Stemplinger: Zentrale Maßnahme sind fundierte Awareness-Schulungen. Reine Anomalieerkennung ist nicht ausreichend, wenn das Personal nicht entsprechend sensibilisiert wurde. Besonders in der OT-Welt, in der die Systemlandschaft sehr heterogen ist, stoßen automatisierte Lösungen schnell an ihre Grenzen. Es bedarf hier geschulter Mitarbeiter, die Prozesse aktiv überwachen und gezielt steuern.

Wie gehen Unternehmen Ihrer Beobachtung nach mit Legacy-Systemen um? 

Stemplinger: Legacy-Systeme stellen oft das größte Sicherheitsrisiko dar, da sie die gesamte Produktionsinfrastruktur gefährden können. Viele Hersteller unterbinden sogar Patches, um Garantieansprüche nicht zu gefährden. Das zwingt die Kunden zu umfangreichen Maßnahmen wie Systemsegmentierung und dem Einsatz zusätzlicher Firewalls – ein Prozess, der zudem qualifiziertes Personal erfordert, das häufig fehlt.

Es muss endlich erkannt werden, dass nachhaltige Investitionen in Sicherheit nicht optional, sondern notwendig sind.

Was raten Sie im Falle eines Cybervorfalls?

Stemplinger: Eine saubere und netzwerktrennte Backup-Strategie ist unerlässlich. Einmal spielt man verseuchte Backups wieder ein – das kann fatale Folgen haben. Ein gut organisiertes Disaster-Recovery sowie regelmäßige Schulungen der Mitarbeiter sind essenziell, um im Ernstfall rasch und sicher reagieren zu können.

Glauben Sie, dass die Industrie das Risiko von Cyberangriffen ausreichend ernst nimmt? 

Stemplinger: Lange wurde das Sicherheitsrisiko unterschätzt. Früher galten Produktionsanlagen als isoliert, heute sind sie eng mit IT-Systemen vernetzt. Diese Konvergenz eröffnet neue Angriffspunkte. Es muss endlich erkannt werden, dass nachhaltige Investitionen in Sicherheit nicht optional, sondern notwendig sind.

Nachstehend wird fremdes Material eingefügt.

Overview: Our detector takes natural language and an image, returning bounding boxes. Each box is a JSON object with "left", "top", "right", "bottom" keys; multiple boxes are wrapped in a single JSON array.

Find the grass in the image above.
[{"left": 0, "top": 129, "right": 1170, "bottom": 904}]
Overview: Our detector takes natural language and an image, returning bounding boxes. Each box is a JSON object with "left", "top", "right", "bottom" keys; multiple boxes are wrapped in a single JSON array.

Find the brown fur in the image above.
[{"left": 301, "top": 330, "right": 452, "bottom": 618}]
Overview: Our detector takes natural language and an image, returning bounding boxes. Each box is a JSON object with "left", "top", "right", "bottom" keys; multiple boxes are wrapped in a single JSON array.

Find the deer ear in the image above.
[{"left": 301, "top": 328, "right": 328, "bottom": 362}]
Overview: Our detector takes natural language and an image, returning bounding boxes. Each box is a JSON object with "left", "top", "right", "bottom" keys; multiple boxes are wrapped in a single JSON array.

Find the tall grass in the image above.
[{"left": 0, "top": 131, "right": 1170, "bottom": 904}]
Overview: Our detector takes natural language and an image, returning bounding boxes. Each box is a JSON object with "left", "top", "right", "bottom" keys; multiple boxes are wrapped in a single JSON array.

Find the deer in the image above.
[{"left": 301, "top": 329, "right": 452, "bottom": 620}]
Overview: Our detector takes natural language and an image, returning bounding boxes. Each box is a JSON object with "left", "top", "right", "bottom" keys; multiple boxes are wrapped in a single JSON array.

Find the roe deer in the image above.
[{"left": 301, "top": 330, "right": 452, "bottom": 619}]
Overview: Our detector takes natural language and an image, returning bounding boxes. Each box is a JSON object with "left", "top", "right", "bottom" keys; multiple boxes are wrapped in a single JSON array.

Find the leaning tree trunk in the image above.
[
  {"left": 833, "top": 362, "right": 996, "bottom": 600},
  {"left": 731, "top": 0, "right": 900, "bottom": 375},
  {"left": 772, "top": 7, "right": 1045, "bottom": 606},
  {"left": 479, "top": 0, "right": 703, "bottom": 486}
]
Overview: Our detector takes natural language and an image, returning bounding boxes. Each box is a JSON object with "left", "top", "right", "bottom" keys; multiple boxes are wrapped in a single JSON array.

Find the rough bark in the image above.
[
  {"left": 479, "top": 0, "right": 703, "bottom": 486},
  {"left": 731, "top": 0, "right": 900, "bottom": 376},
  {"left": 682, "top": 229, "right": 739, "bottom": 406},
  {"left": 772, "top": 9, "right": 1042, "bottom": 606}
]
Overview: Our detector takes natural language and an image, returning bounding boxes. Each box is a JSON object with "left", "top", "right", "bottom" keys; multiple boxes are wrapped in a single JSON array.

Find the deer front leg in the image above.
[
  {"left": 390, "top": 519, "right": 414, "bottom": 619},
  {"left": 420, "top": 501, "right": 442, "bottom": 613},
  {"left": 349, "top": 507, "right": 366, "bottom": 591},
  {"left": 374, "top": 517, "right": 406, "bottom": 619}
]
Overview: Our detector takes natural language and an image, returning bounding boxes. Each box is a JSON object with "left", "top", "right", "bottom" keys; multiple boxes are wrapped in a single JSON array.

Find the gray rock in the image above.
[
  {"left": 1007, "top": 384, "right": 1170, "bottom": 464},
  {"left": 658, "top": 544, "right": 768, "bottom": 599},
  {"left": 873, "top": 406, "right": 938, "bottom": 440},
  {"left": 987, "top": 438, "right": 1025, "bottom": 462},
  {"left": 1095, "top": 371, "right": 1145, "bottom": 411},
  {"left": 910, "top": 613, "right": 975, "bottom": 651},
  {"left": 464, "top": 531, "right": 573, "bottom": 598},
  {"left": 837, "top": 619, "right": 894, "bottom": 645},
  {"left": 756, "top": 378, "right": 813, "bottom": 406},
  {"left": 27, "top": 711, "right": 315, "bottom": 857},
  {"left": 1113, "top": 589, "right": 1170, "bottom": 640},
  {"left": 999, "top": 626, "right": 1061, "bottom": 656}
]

Wie sehen Sie die Zukunft der Cybersecurity in der Industrie?

Stemplinger: Technologien wie künstliche Intelligenz und Anomalieerkennung werden zunehmend an Bedeutung gewinnen, auch wenn der OT-Bereich derzeit oft noch hinterherhinkt. Zwar können ältere Systeme in mancher Hinsicht Vorteile bieten, da sie weniger anfällig für moderne Angriffe sind, doch muss die IT-OT-Konvergenz künftig konsequent und strategisch vorangetrieben werden – insbesondere im Hinblick auf die steigenden Anforderungen von ERP-Systemen.